3 Ways to Analyze the State of the Union with Text Analytics

To most people, analyzing last week’s State of the Union address, is something politicians and talking heads do. It involves talking about policy, politics, and the occasional presidential zinger. But when you add text analytics to the mix, the picture becomes a lot bigger and a lot more interesting. Here are three different ways text analytics was used to analyze the State of the Union:

1. Word Frequency

A faculty member in the Northeastern NU Lab for Texts, Maps, and Networks, Ben Schmidt, put the language of 2015 State of the Union address in context of every other State of the Union ever given. Among his many fascinating discoveries were the 84 words used in President Obama’s speech which have never before been used in a State of the Union, including “lesbian”, “Instagram”, and “innovators”. Check out his State of the Union visualization – you can see the frequency with which any word or two-word phrase has been used in every State of the Union ever.


2. Readability

In a different approach, Vocativ used the Flesch-Kincaid readability test to analyze not only the readability level of each of President Obama’s speeches, but the average scores for every president dating back to Woodrow Wilson. According to their findings, this year’s State of the Union speech scored a 10.0, or tenth-grade level accessibility, the highest level of any State of the Union address he’s given so far. The analysis also shows a downward trend in the sophistication of the language in State of the Union speeches over the years.

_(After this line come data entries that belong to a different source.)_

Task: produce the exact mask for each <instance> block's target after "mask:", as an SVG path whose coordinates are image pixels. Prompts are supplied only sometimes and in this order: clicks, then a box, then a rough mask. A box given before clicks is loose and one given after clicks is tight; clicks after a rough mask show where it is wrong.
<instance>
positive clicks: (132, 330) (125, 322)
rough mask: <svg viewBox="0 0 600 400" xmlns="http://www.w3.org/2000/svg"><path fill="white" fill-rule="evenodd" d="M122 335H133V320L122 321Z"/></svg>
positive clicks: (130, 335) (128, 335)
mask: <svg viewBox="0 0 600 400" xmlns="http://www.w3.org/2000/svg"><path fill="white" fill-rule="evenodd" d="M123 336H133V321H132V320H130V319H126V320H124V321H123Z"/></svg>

Woodrow Wilson scored an average 15, FDR a 13, and Reagan an 11, for example. For more on the downward trend in presidential speech readability levels, check out this fascinating interactive graph (original graph is not on the Vocativ site anymore, but a similar one is found in the linked Guardian article) of over 600 speeches in the last 200 years.


3. Ideology

Real Clear Politics published a piece in which they analyzed the political tone of 34 presidential speeches, starting with President Reagan in 1981. They were able to chart each speech ideologically (on a left-right political scale) based  on its content. Their analysis shows President Clinton’s speeches shifted significantly to the right during his second term. Interestingly, President Obama’s speeches have become more liberal in the past six years, although the article points out that according to their analysis, this president has been more ideologically consistent in the content of his speech than Presidents George W. Bush or Bill Clinton.

There are a countless ways to explore unstructured content using text analytics.